Ce qui déroute le plus l'individu occidental au Japon est cette espèce de mélange de contradictions qui semble apparemment résolue au quotidien. A l'image des enseignes paradoxalement peu agressives qui tapissent les gratte-ciels du quartier Kabuko-cho de Tokyo, la surface des comportements humains se synchronise en formules simples qui donne forme à un tissu social d'autant plus enveloppant, que tous les Japonais se sentent intimement en danger. Car on l'a souvent signalé, le Japonais s'efface au profit de l'intérêt du groupe. Le danger peut provenir de l'autre, surtout s'il est étranger. Rappelons que le Japon comporte 98% de Japonais. Le tissu social agit par conséquent comme un filtre afin de ne pas perturber une cohésion fragilisée par un territoire développé sur une poudrière naturelle. Dans un pays où 5000 secousses telluriques se produisent en moyenne par an, il vaut mieux satisfaire l'esprit des éléments naturels et ceux de ses voisins. Aussi, le Japonais est-il profondément animiste. Temples bouddhistes et zen jouxtent en général les lieux sacrés shintoïstes où chacun accepte de se purifier, davantage pour pouvoir rester en vie et aspirer à un bonheur qui ne ternisse personne. Le Japon est par conséquent un vivier terrestre où le fait de consommer le poisson permet de franchir mentalement les parois qui donnent sur les océans. Mais ici encore, le filtre culturel agit. Ce qui vient du lointain est absorbé, régulé et codifié dans l'art culinaire des bento. C'est ce qui explique aussi pourquoi si peu de Japonais, même à Osaka, Kyoto et Tokyo, ne parlent un tant soit peu anglais. D'ailleurs, l'alphabet latin est immédiatement transcrit en kataganas pour résonner et faire sens en un système interne.

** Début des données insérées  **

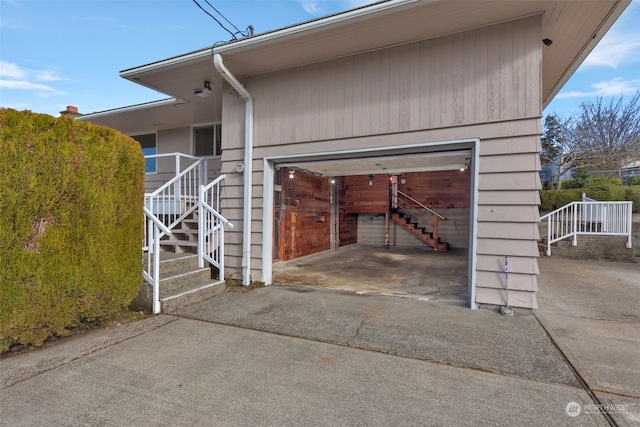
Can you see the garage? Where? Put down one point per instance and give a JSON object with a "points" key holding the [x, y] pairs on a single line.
{"points": [[393, 224]]}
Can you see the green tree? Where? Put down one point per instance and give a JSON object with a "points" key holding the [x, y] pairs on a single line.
{"points": [[557, 149], [607, 134]]}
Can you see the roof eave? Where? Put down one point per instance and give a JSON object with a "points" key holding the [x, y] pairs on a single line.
{"points": [[271, 37]]}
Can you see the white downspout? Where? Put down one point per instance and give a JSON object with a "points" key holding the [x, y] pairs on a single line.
{"points": [[248, 165]]}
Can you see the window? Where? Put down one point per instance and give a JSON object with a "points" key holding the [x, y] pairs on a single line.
{"points": [[207, 140], [148, 145]]}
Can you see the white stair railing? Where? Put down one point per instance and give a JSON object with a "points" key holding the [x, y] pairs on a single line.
{"points": [[177, 198], [211, 227], [167, 207], [589, 217], [154, 229]]}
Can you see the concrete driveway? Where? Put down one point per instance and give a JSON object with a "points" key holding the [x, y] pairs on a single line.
{"points": [[592, 312], [286, 355]]}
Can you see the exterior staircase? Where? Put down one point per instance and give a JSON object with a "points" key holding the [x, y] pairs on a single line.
{"points": [[182, 283], [184, 237], [413, 226]]}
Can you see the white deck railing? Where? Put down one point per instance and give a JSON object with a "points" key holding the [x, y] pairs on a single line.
{"points": [[154, 229], [589, 217], [177, 198], [166, 207]]}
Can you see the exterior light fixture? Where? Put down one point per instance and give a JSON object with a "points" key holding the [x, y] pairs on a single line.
{"points": [[205, 91]]}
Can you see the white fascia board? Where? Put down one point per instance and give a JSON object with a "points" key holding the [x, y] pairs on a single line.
{"points": [[317, 25], [270, 37], [130, 73], [604, 28], [130, 108]]}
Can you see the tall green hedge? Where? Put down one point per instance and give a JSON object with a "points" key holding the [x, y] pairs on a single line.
{"points": [[71, 197]]}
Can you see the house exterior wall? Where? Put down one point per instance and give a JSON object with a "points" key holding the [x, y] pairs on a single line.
{"points": [[484, 84], [175, 140]]}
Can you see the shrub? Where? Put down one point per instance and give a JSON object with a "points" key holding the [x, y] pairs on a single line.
{"points": [[580, 180], [71, 197], [633, 180], [554, 199]]}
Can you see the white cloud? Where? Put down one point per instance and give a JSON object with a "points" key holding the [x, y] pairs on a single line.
{"points": [[614, 50], [357, 3], [313, 7], [13, 76], [310, 6], [11, 71], [46, 76], [613, 87]]}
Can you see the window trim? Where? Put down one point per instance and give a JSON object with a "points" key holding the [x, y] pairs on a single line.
{"points": [[155, 133]]}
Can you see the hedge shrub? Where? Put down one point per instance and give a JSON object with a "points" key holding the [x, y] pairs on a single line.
{"points": [[71, 197]]}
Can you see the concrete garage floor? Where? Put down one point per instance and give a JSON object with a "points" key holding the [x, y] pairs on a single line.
{"points": [[399, 271]]}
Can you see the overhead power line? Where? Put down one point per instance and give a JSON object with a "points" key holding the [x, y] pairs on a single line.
{"points": [[215, 19], [246, 33]]}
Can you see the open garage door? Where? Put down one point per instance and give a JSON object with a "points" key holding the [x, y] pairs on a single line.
{"points": [[395, 225]]}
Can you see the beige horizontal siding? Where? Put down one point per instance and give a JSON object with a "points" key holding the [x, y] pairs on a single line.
{"points": [[481, 84], [507, 213], [494, 296], [512, 197], [510, 163], [508, 247], [485, 75], [493, 263], [509, 230]]}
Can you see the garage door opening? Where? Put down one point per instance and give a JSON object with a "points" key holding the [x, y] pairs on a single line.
{"points": [[393, 225]]}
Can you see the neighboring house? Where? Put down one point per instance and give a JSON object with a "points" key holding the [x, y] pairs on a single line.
{"points": [[446, 96]]}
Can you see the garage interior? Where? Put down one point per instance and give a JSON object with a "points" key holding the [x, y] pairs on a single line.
{"points": [[392, 225]]}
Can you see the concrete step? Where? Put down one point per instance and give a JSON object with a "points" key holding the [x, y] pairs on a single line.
{"points": [[177, 263], [182, 283], [175, 283]]}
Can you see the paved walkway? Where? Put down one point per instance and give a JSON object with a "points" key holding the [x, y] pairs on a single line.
{"points": [[297, 356]]}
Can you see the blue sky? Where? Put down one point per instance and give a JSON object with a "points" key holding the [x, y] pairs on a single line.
{"points": [[58, 53]]}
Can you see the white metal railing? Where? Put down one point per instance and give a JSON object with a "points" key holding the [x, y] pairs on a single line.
{"points": [[168, 206], [177, 198], [211, 226], [154, 229], [589, 217]]}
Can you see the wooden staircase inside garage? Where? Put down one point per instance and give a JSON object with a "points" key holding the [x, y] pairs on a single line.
{"points": [[182, 283], [415, 227]]}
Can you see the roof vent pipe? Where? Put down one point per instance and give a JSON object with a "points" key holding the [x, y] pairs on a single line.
{"points": [[248, 165]]}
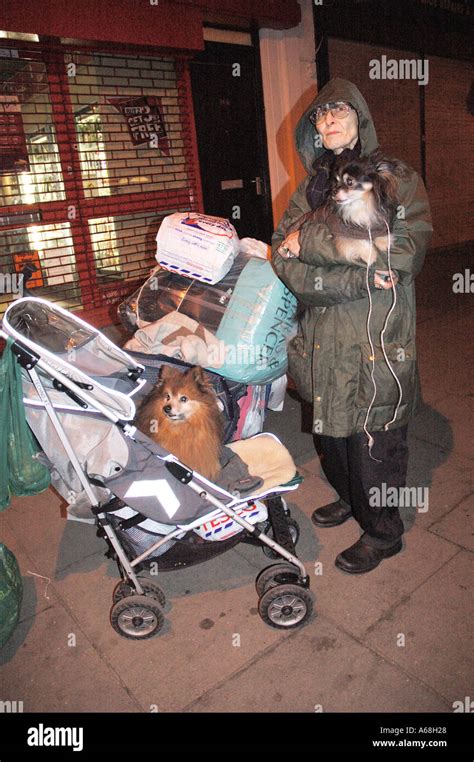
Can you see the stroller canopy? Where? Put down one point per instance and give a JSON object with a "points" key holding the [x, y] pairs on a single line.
{"points": [[78, 351]]}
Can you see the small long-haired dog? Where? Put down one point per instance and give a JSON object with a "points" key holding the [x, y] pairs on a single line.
{"points": [[182, 415], [364, 195]]}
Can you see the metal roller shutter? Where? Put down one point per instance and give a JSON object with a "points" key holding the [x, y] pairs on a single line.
{"points": [[96, 148]]}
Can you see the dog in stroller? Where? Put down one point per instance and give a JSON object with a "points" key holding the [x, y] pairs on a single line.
{"points": [[155, 513]]}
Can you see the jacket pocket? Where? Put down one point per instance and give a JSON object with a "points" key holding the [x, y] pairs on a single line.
{"points": [[402, 359], [300, 364]]}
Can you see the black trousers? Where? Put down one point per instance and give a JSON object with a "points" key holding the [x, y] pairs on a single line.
{"points": [[364, 483]]}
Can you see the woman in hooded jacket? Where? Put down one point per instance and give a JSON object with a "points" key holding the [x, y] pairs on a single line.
{"points": [[338, 360]]}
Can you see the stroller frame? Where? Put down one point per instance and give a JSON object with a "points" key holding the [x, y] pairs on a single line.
{"points": [[146, 597]]}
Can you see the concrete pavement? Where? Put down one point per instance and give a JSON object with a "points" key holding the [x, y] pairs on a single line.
{"points": [[395, 640]]}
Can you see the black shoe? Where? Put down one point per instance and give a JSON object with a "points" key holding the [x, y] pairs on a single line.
{"points": [[331, 515], [361, 557]]}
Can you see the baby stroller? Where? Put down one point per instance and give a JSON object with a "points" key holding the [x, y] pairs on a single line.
{"points": [[80, 393]]}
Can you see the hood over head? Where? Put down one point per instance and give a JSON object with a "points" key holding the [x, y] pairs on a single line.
{"points": [[336, 90]]}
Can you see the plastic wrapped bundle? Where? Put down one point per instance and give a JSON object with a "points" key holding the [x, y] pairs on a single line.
{"points": [[197, 245], [164, 292], [250, 313]]}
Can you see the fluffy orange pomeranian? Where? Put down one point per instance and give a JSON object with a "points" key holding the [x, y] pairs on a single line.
{"points": [[182, 415]]}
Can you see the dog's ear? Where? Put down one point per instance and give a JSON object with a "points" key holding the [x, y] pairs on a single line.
{"points": [[164, 374], [200, 379]]}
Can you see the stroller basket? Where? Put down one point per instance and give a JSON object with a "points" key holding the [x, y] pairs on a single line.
{"points": [[153, 511]]}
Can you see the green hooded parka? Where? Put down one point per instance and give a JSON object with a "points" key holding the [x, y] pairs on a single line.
{"points": [[330, 359]]}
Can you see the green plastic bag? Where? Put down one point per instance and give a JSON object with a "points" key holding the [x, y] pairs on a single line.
{"points": [[11, 593], [20, 472]]}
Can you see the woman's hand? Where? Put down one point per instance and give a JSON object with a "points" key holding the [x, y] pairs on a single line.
{"points": [[290, 246], [382, 279]]}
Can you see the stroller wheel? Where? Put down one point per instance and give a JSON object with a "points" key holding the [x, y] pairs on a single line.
{"points": [[294, 530], [125, 589], [137, 617], [276, 574], [285, 606]]}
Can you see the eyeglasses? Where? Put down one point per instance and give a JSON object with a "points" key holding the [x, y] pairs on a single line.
{"points": [[338, 110]]}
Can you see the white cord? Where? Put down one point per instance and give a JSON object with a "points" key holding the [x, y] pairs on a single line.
{"points": [[387, 317], [370, 438]]}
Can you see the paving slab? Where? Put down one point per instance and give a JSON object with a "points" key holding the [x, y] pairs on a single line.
{"points": [[51, 666], [320, 668], [440, 485], [436, 620], [451, 426], [458, 525], [35, 588], [357, 601], [53, 542], [211, 631]]}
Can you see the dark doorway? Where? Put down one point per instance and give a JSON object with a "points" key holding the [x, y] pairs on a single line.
{"points": [[228, 108]]}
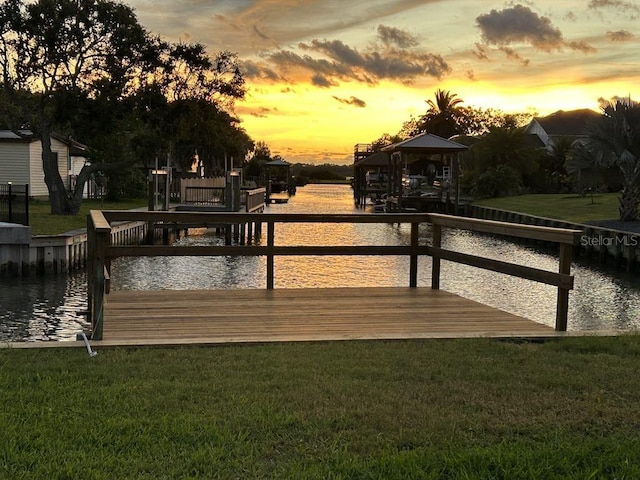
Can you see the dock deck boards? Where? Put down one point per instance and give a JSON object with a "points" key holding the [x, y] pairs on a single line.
{"points": [[257, 316]]}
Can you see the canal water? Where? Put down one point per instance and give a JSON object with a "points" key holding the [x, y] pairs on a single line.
{"points": [[52, 307]]}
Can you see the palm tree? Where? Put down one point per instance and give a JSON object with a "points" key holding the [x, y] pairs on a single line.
{"points": [[616, 136], [440, 118]]}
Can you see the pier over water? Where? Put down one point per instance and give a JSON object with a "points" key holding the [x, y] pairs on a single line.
{"points": [[148, 313]]}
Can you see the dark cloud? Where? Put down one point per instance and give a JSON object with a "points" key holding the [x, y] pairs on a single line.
{"points": [[620, 36], [330, 61], [389, 63], [481, 52], [511, 53], [627, 9], [322, 81], [356, 102], [252, 69], [397, 37], [581, 46], [519, 24]]}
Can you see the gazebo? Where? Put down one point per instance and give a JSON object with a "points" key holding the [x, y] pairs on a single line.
{"points": [[426, 146], [278, 181]]}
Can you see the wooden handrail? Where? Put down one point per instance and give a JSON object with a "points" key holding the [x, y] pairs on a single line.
{"points": [[101, 252]]}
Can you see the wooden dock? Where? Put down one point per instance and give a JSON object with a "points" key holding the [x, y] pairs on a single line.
{"points": [[180, 317]]}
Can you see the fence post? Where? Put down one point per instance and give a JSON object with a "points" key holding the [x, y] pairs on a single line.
{"points": [[98, 239], [270, 262], [10, 202], [562, 309], [26, 204], [436, 241], [413, 260]]}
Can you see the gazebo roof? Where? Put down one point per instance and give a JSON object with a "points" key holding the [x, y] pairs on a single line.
{"points": [[277, 163], [426, 143], [378, 159]]}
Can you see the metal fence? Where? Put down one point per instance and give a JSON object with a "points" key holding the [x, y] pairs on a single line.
{"points": [[14, 203]]}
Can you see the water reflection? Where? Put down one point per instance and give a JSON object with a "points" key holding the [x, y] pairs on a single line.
{"points": [[42, 308], [51, 307]]}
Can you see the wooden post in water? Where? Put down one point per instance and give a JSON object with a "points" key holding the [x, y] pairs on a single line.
{"points": [[270, 263], [99, 237], [413, 261], [562, 312], [436, 240]]}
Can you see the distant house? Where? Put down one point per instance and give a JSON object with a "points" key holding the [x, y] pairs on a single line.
{"points": [[572, 124], [21, 160]]}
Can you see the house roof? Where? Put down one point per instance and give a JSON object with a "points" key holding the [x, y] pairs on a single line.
{"points": [[75, 148], [426, 143], [569, 123]]}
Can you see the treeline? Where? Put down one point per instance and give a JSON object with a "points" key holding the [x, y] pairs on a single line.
{"points": [[325, 173], [89, 71]]}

Ces quelques données psycho-sociologiques permettent de comprendre ainsi plus aisément la teneur des propos de Kyûsaku YUMENO tout au long d'un roman-enquête où psychiatrie et bouddhisme combinés convergent vers la mise en évidence d'une réparation trans-générationnelle des conflits au travers des réincarnations successives: "autrement dit l'individualité de l'homme, son identité spécifique, contenue uniformément dans chacune de ses cellules, (...) n'est rien d'autre que l'accumulation de de l'activité psychologique transmise héréditairement par toutes les générations de ses ancêtres sans exception..." Au sein du vivier, les déséquilibres sont des distorsions où la mort elle-même peut être réparatrice et aucunement vécue comme une fin. La force japonaise provient d'un entêtement indispensable qui consiste à épuiser des solutions. Dans un tel contexte, personne n'est détendu. Dans le meilleur des cas, tension et relâchement s'annulent dans le satori . Ceux qui n'y parviennent pas, peuvent se satisfaire de ces quelques mots: "on peut affirmer que tous les hommes qui pullulent sur cette terre, sans exception, sont des infirmes mentaux." D'où l'intérêt de la quête intérieure qui anime chaque Japonais et qui trouve son paroxysme dans la scénographie de la beauté. Elle agit comme l'aboutissement parfait d'une recherche de sa propre origine: "l'absolu de la beauté réside dans sa destruction. Il faut dévoiler jusqu'au bout la laideur monstrueuse qui en résulte et la regarder froidement... "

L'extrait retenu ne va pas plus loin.